FYI"Hypnotherapeutic options. Hypnotherapy has been shown in randomized studies to improve IBS symptoms.[37] Simren and associates[38] evaluated 26 patients with refractory IBS; 13 were randomized to receive gut-directed hypnotherapy and 13 to receive supportive therapy. Colonic sensory thresholds were evaluated before and after lipid infusion. The study authors found that there were higher colonic baseline tones present in the hypnotherapy group compared with the control group at 3 months. Phasic motor events were similar in both groups, but hypnotherapy appeared to reduce colonic hypersensitivity to lipid infusion. Presumably, hypnotherapy alters colonic function via central mechanisms, but this remains to be ascertained. Gonsalkorale and colleagues[39] followed up with 239 patients who had undergone gut-directed hypnotherapy between 1 and 5 years previously. They found that 83% of patients reported that their symptoms had remained controlled since the end of hypnotherapy, and that only 17% had suffered some deterioration. Quality of life also remained improved, but these observations were uncontrolled. Therefore, gut-directed hypnotherapy should be considered an option for patients who have persistent symptoms despite standard therapy and who do not have significant psychologic comorbidity."http://www.medscape.com/viewarticle/434526


----------



## cookies4marilyn (Jun 30, 2000)

> How does CBT and Hypnotherapy involves in when it comes to IBS?. Does it deal with anxiety/depression/pain/stress or does it actually gives you the ability to get your body get in tune with your mind so you can get your digestion working right again?. Are these like excercises or more like life lessons?.Im kind of confused on how this actually works...

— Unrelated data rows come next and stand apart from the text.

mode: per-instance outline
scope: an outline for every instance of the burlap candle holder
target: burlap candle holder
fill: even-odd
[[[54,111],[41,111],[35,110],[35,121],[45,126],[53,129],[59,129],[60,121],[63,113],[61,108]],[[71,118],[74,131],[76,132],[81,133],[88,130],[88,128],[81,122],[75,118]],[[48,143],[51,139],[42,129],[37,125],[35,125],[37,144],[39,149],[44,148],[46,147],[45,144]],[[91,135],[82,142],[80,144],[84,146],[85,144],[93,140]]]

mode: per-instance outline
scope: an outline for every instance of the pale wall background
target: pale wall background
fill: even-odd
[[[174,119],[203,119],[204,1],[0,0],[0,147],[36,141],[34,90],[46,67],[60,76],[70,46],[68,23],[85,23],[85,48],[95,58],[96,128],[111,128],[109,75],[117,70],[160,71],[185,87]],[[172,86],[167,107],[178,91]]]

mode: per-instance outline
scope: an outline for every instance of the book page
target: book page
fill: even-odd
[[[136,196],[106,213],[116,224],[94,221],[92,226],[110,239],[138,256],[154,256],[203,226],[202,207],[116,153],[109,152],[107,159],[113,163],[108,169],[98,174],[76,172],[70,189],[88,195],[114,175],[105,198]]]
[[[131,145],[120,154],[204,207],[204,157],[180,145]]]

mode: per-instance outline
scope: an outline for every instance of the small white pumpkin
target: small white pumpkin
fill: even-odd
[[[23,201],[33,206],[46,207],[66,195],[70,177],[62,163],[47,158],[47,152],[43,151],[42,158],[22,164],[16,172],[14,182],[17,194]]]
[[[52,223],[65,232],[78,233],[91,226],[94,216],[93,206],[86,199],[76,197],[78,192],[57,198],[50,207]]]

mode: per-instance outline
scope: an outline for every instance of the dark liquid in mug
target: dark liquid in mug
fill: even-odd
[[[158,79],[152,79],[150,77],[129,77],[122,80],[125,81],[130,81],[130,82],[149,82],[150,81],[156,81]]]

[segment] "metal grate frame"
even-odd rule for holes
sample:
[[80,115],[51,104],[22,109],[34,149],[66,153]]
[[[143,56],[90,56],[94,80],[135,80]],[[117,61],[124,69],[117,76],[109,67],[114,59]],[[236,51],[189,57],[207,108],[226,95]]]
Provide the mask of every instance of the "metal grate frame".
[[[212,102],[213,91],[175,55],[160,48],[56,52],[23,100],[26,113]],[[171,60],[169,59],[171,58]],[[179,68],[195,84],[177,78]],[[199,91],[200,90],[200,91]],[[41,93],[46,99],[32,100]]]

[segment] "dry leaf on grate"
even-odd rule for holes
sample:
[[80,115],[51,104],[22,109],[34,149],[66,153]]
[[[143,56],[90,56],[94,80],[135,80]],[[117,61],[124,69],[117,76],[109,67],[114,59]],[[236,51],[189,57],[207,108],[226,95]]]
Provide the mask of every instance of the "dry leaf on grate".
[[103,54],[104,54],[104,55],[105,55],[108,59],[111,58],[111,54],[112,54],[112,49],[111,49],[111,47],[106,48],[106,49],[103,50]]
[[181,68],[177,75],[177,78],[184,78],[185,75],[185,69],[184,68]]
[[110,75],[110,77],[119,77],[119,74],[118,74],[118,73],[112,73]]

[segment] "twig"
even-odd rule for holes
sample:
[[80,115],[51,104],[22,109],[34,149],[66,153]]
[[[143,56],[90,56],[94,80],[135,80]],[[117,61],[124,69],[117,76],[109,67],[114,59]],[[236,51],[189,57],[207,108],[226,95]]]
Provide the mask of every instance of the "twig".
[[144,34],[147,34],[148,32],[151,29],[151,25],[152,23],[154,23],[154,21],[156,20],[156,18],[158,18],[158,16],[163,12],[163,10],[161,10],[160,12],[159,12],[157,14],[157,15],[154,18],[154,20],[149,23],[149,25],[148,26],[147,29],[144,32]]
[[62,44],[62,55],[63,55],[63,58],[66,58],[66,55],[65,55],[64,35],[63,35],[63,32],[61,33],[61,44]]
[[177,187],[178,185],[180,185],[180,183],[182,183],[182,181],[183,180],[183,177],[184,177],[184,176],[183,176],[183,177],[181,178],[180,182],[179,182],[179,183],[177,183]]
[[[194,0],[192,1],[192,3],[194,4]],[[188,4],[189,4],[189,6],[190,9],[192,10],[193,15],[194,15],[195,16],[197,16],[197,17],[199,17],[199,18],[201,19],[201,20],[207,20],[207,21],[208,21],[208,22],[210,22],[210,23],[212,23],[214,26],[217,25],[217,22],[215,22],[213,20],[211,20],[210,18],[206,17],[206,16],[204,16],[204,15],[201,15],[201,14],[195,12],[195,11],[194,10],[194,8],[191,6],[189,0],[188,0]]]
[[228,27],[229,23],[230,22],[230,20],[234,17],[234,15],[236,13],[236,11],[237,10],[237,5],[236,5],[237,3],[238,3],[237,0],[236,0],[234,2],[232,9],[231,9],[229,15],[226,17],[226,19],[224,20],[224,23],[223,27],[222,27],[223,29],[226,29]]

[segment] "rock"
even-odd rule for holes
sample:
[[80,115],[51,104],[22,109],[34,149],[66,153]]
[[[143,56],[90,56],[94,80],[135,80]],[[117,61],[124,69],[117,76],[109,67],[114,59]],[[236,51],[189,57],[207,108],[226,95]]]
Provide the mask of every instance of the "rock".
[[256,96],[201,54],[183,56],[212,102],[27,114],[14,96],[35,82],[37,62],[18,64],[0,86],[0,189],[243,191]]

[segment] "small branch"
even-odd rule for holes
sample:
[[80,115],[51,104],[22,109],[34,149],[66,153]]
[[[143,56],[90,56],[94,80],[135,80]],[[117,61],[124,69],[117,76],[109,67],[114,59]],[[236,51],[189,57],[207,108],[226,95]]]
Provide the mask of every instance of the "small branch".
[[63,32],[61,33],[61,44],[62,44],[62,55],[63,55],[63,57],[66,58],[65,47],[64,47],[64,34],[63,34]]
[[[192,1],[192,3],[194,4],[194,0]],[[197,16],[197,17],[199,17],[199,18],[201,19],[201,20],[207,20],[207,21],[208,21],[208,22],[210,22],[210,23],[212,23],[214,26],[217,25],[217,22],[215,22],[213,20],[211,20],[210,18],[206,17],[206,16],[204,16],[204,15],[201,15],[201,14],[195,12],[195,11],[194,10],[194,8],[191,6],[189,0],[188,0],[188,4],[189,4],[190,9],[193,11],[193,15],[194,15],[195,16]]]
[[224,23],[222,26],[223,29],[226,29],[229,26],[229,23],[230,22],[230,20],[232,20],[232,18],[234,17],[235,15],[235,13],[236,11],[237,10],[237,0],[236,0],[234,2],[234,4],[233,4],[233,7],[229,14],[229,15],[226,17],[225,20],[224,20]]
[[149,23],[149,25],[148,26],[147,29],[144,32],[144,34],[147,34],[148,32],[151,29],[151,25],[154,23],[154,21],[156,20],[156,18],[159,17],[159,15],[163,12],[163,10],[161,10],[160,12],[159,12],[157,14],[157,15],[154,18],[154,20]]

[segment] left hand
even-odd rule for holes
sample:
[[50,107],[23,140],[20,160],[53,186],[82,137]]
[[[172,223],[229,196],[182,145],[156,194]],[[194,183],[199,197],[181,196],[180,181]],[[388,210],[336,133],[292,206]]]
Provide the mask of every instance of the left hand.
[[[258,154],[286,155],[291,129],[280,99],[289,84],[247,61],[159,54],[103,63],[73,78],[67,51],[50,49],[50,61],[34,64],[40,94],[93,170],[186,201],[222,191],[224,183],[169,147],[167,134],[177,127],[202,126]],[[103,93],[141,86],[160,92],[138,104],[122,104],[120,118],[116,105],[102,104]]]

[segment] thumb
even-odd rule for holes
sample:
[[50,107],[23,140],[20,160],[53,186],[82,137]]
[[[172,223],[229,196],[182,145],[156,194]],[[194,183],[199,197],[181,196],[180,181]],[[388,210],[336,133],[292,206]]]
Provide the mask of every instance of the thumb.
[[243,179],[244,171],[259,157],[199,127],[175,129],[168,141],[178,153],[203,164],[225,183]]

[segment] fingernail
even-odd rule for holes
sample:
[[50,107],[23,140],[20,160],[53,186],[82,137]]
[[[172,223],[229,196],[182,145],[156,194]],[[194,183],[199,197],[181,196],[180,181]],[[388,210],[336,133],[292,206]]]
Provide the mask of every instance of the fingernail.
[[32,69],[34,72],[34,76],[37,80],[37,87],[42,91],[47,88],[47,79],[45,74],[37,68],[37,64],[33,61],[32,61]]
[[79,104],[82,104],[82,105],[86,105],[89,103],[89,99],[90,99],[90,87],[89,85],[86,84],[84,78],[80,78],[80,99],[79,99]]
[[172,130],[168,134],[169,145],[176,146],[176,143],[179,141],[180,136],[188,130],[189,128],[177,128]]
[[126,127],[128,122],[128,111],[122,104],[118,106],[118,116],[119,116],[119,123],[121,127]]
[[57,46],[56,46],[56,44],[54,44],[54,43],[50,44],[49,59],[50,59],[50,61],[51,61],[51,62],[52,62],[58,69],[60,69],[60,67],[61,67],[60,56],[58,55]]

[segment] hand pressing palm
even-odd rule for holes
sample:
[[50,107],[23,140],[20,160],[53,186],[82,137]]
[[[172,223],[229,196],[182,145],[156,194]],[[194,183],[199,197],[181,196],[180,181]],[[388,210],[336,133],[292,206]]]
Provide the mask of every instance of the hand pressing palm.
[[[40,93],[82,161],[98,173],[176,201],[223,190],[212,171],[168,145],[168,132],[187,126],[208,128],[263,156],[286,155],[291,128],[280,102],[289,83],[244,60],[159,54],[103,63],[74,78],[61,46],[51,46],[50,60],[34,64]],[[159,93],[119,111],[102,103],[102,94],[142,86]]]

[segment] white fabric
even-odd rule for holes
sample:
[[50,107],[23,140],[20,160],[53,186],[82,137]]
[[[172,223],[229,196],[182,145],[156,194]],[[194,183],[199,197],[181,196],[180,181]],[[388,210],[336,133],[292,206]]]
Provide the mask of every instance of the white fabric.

Hi,Both methods deal with anxiety, depression, pain and stress and both methods can get your body in tune with your mind - but the CBT involves active thought and participation, the hypnotherapy does these things through the subconscious mind - you don't actively have to think about it, as with CBT. I guess you would be more apt to call the CBT "exercises" because you take the thoughts you have, and actively think of a replacement thought - so you are doing an excercise - which ultimately, can become "life lessons." With hypnotherapy, your subconscious mind sorts out the suggestions made -the exercises are given to you within a session but you don't actively act on them - your subsoncsious mind sorts it for you, until one day you realize you are feeling and thinking differently - reacting differently, your pain is less or gone, your IBS is less or gone, and you dont think about digestion, etc. as you once did - it sort of subtlly happens. CBT can do the same thing, but you have to go to a therapist, and find one that does this type of thing.For the hypnotherapy, if you do it in person, you have to find a therapist that does this type of IBS therapy - however, many on this BB including myself, have used the IBS Audio Program of clinical hypnotherapy, which is very effective and can possibly help you with all these issues in a simple way - no travel - and cost effective.Also read other threads on this forum about the success of both these treatments and what others have to say - and talk to your doctor as well - both methods are clinicall proven to be helpful - with hypnotherapy having a bit better track record, most likely because there is less effort involved - but both can be very helpful For more information about the two methods of treatment - You might want to take a peek at this thread - CBT and Hypnotherapy DefinedHere is an excerpt:The general difference between the two methods, put simply, is that cognitive behavioral therapy involves active direct thought on the part of the individual, and can include some elements of hypnotherapy, such as relaxation techniques, etc., whereas the use of clinical hypnotherapy works on the subconscious mind, and the patient does not have to actively do anything but listen to the sessions. Skills for coping with IBS symptoms, IBS thought patterns, worry of travel, and retraining the mind and thought processes are part of both methods.Hope this helped you a bit. Take care.


----------



## firstone (Jul 21, 2007)

Thanks for the info guys.... appreciate it...


----------



## Scorchedpath (Sep 17, 2007)

So is it a good idea to do both hypnotherapy (in my case, the IBS Audio Program) and CBT at the same time? Should I wait until I am done with the hypnosis before I try CBT? What is the best way to locate a good IBS trained CBT therapist? Sorry if these questions are answered elsewhere here.


----------



## rhonalomey (Aug 15, 2005)

I did reply before but forgot to mention I had CBT at the same time. I live in South Africa so cant help you with therapist, but I am sure you have a clinical psychologist association and they should be able to give you the name of someone. I must add that the difference between hypnotherapy and tapes, (I know therapy is expensive ) is the hypnotherapy went back to trigger of my IBS which was something that happened in childhood, so it is not only symptoms that improve but the whole IBS problem and it will never go back to what it was before., there is some evidence that only dealing with symptoms may cause the symptoms to recur at a later stage, but I am sure then the tapes can be used again.


----------



## cookies4marilyn (Jun 30, 2000)

Scorchedpath said:


> So is it a good idea to do both hypnotherapy (in my case, the IBS Audio Program) and CBT at the same time? Should I wait until I am done with the hypnosis before I try CBT? What is the best way to locate a good IBS trained CBT therapist? Sorry if these questions are answered elsewhere here.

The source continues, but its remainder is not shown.